Today’s tropical update will discuss newly-minted TD 8 in the Gulf of Mexico (which formed from the disturbance 91L we were watching yesterday) and Gonzalo which is currently struggling with dry air east of the Windward Islands. You might recall from yesterday’s update that we were also watching a wave just emerging off Africa for possible long-range development. While that feature is still worth keeping an eye on, there’s no change to the going forecast as of this morning. We’re basically going to be watching and waiting for another 3-5 days before we start giving that feature a closer look.
TD 8 is currently looking rather healthy on satellite imagery. The system has a cluster of intense thunderstorms near its center and upper-level outflow is spiraling away from the center in a textbook clockwise spiral. While there is not yet any sign of a consolidated “inner core” ring of thunderstorms surrounding the center, I wouldn’t be surprised if such a feature develops later today.
The environment will be quite conducive to intensification if TD 8 can get its inner core in order. The upper-level anticyclone currently helping vent the system and protect it from shear will continue moving westward above the storm’s center. Dry air will remain a minimal concern and sea surface temperatures are more than warm enough to support intensification. TD 8 will only be held back by its own disorganization and limited time over water (it has 36-48 hours left to strengthen). Yesterday, I mentioned that the most likely scenario would be landfall in Texas as a weak/mid-grade tropical storm. In light of recent organizational trends, I think the odds of a stronger landfall (mid/strong TS) have increased. There is an outside chance that this really tries to take off and make a run at hurricane status if the inner core can consolidate today. I’d put those odds at perhaps 20-25%; not high enough to be imminently concerned about, but nevertheless a possibility that can’t be entirely discounted.
Regardless of TD 8’s final intensity at landfall, its primary impact will be flooding rains in southern Texas. Much of the state south of I-10 and east of I-35 can expect 3-6″ of rain with locally higher amounts especially near Corpus Christi. While no major river flooding is expected, smaller streams will expand beyond their banks and spots usually prone to poor drainage flooding will experience high water conditions.
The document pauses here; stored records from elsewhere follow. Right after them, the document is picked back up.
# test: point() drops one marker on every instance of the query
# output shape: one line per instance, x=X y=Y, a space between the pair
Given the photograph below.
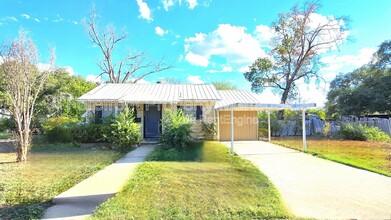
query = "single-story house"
x=203 y=102
x=200 y=101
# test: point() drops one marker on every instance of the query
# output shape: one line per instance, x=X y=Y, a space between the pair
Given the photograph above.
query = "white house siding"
x=113 y=109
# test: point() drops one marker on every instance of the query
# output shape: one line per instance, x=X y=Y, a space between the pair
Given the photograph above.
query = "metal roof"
x=151 y=93
x=239 y=99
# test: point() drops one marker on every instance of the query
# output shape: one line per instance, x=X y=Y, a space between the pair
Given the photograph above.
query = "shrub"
x=176 y=130
x=362 y=133
x=125 y=132
x=209 y=130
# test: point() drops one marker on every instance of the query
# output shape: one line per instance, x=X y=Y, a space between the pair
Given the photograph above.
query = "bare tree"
x=300 y=36
x=134 y=66
x=23 y=84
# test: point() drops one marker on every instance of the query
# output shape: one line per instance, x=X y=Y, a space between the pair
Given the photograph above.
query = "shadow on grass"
x=30 y=211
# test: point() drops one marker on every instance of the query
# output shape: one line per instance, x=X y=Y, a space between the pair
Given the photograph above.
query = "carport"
x=254 y=106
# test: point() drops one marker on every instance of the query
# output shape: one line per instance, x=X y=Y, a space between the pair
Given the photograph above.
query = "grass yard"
x=372 y=156
x=26 y=189
x=208 y=183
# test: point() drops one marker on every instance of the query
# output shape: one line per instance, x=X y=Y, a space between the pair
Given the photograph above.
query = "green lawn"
x=372 y=156
x=26 y=189
x=212 y=184
x=5 y=135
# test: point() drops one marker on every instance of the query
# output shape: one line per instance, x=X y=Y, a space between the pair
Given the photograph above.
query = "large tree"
x=23 y=83
x=301 y=35
x=365 y=90
x=130 y=68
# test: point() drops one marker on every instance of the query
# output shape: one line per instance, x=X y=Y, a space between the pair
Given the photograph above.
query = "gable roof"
x=152 y=93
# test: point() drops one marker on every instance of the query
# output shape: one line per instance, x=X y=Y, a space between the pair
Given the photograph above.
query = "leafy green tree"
x=295 y=50
x=220 y=85
x=363 y=91
x=382 y=58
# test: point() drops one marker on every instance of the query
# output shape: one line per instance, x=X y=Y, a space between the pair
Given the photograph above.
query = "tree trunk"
x=284 y=97
x=23 y=145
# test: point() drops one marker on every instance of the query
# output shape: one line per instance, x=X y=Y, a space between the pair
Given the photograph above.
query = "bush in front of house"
x=209 y=130
x=176 y=130
x=6 y=124
x=56 y=129
x=362 y=133
x=125 y=131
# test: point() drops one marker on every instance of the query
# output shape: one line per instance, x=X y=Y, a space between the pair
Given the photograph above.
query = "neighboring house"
x=203 y=102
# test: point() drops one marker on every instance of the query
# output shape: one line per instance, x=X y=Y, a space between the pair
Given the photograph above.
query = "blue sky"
x=209 y=40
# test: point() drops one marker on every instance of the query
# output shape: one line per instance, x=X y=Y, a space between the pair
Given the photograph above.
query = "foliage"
x=59 y=95
x=6 y=124
x=326 y=129
x=319 y=112
x=56 y=129
x=362 y=133
x=295 y=51
x=372 y=156
x=275 y=125
x=220 y=85
x=125 y=131
x=363 y=91
x=25 y=189
x=66 y=130
x=222 y=186
x=22 y=82
x=176 y=130
x=209 y=130
x=382 y=57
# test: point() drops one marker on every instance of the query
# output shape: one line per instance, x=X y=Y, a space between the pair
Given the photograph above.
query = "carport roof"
x=243 y=100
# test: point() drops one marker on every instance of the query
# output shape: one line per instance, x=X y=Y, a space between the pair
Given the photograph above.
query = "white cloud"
x=69 y=69
x=160 y=31
x=144 y=10
x=93 y=78
x=167 y=4
x=143 y=81
x=229 y=42
x=25 y=16
x=225 y=69
x=9 y=19
x=192 y=3
x=264 y=34
x=195 y=79
x=335 y=62
x=197 y=60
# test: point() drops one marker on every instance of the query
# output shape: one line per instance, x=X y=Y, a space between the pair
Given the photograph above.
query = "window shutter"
x=199 y=113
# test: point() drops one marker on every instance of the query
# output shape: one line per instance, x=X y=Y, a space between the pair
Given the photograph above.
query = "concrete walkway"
x=318 y=188
x=81 y=200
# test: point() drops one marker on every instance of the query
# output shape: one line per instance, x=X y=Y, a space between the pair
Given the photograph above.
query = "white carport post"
x=304 y=130
x=232 y=129
x=268 y=126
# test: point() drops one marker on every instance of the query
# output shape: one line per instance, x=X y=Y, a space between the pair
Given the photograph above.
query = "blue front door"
x=153 y=115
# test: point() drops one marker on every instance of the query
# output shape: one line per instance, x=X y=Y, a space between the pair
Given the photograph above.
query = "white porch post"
x=232 y=129
x=268 y=127
x=304 y=130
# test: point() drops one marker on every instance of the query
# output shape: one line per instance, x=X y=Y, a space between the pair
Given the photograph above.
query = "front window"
x=192 y=111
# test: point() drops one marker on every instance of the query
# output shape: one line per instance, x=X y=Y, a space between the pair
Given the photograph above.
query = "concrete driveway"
x=318 y=188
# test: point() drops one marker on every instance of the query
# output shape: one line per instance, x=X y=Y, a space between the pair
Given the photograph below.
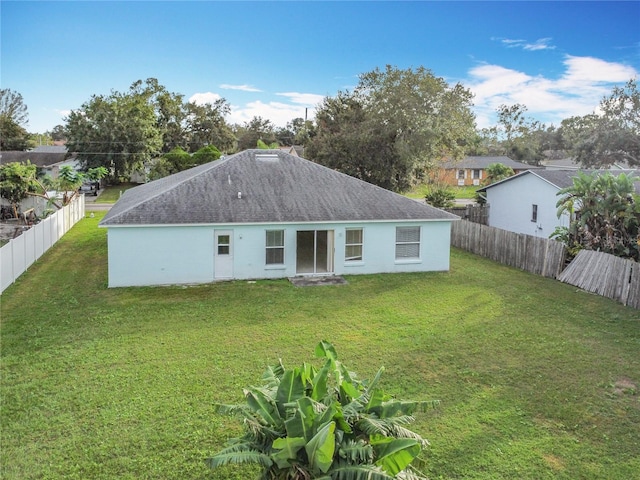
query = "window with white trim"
x=353 y=245
x=275 y=247
x=407 y=243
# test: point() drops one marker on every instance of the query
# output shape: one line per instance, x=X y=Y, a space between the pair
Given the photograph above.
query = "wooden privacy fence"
x=533 y=254
x=21 y=252
x=473 y=213
x=607 y=275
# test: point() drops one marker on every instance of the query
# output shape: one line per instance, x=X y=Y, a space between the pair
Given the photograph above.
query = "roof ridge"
x=171 y=185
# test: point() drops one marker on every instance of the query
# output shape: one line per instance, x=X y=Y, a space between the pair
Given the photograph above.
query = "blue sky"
x=274 y=59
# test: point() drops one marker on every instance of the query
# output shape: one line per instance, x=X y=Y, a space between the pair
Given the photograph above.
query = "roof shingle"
x=263 y=186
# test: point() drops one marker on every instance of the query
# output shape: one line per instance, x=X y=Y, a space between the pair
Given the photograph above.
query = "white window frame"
x=272 y=248
x=404 y=242
x=347 y=244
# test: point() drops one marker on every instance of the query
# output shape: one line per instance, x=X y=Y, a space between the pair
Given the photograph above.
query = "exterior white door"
x=223 y=261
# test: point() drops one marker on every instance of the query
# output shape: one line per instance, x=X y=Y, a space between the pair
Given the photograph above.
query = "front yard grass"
x=536 y=379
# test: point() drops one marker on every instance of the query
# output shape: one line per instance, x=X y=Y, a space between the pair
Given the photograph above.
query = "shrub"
x=305 y=423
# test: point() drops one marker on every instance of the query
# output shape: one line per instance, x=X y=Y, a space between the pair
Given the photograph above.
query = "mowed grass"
x=536 y=379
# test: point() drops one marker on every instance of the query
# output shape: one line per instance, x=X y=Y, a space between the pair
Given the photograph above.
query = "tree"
x=305 y=423
x=256 y=129
x=393 y=127
x=604 y=214
x=205 y=125
x=610 y=135
x=17 y=181
x=206 y=154
x=517 y=135
x=440 y=196
x=496 y=172
x=13 y=119
x=119 y=132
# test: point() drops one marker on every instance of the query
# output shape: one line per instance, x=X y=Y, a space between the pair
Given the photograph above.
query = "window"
x=224 y=244
x=353 y=245
x=275 y=247
x=407 y=242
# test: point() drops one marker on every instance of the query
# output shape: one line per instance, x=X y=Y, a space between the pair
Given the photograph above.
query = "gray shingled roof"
x=274 y=187
x=563 y=178
x=484 y=161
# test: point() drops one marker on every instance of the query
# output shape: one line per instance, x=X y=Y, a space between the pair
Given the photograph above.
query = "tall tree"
x=13 y=120
x=256 y=129
x=394 y=126
x=610 y=135
x=119 y=132
x=604 y=214
x=206 y=125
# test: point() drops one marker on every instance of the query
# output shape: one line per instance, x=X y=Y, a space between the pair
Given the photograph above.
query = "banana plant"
x=324 y=424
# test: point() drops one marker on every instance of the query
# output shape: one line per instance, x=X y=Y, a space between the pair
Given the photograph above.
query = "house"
x=526 y=202
x=472 y=170
x=48 y=159
x=268 y=214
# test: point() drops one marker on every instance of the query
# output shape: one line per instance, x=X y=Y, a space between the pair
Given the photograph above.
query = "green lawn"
x=536 y=379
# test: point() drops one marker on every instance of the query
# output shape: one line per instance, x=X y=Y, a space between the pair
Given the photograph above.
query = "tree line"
x=391 y=130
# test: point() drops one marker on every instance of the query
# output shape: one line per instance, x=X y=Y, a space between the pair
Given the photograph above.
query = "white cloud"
x=278 y=113
x=202 y=98
x=308 y=99
x=578 y=91
x=540 y=44
x=244 y=88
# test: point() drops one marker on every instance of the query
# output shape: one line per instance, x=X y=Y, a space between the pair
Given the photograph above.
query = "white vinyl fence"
x=21 y=252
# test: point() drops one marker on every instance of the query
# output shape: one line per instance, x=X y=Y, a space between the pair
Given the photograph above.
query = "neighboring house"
x=526 y=202
x=268 y=214
x=569 y=163
x=472 y=170
x=48 y=159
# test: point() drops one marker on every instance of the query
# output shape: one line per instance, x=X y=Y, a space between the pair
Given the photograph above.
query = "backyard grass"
x=536 y=379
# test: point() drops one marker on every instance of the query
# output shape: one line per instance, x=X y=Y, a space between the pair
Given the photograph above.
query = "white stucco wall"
x=510 y=206
x=185 y=254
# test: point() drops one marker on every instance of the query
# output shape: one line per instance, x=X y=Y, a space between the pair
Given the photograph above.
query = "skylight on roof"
x=267 y=157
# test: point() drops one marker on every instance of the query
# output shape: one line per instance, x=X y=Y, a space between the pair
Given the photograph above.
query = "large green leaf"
x=263 y=406
x=321 y=447
x=289 y=448
x=291 y=388
x=319 y=382
x=301 y=424
x=394 y=455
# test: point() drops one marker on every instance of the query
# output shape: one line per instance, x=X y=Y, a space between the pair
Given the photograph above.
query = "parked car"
x=90 y=188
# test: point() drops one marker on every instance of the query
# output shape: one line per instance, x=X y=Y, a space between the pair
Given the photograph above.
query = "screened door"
x=314 y=251
x=223 y=261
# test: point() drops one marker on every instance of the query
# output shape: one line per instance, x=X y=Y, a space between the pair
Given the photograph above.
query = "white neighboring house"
x=268 y=214
x=526 y=202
If your area is susceptible to flooding, begin your flood preparations now.
Out in the deep tropics, Gonzalo is struggling against a surge of dry air this morning. While it appeared yesterday as if the system could make a run at hurricane status by today, the lack of persistent deep convection near the center suggests that such rapid intensification is unlikely. If Gonzalo is able to rebuild its central dense overcast this afternoon, it could still attain hurricane status (maximum sustained winds >74 mph) tonight or tomorrow. That said, the dry air currently plaguing the storm isn’t going anywhere soon so it’s hard for me to see what would change in the next 12-24 hours that would promote re-strengthening for Gonzalo.
By tomorrow evening, Gonzalo will be faced with a renewed surge of mid-level dry air from the north. Unless the system can really get itself in order today, I think this is probably the death knell for Gonzalo, at least for a while. A well-organized hurricane with a strong inner core can fortify itself against dry air outbreaks such as this one, but a weak system has no such defense mechanism. While current official NHC forecasts take Gonzalo through the Windward Islands as a hurricane, I wouldn’t be surprised to see the system dissipate before it makes it past Barbados.
This idea is consistent with most EPS guidance which shows Gonzalo dissipating either before the Windward Islands, or not long after it arrives in the eastern Caribbean Sea. The system will return to favorable environmental conditions in the western Caribbean about a week or so from now. We’ll see if it’s able to take advantage and re-develop or re-intensify. At this point, the going forecast calls for no impacts to the mainland US. It’s still a little too early to completely write off the possibility that Gonzalo comes back to life in the western Caribbean and moves north towards the Gulf Coast, but at this point, that possibility seems quite remote.
Next update from me will be tomorrow evening.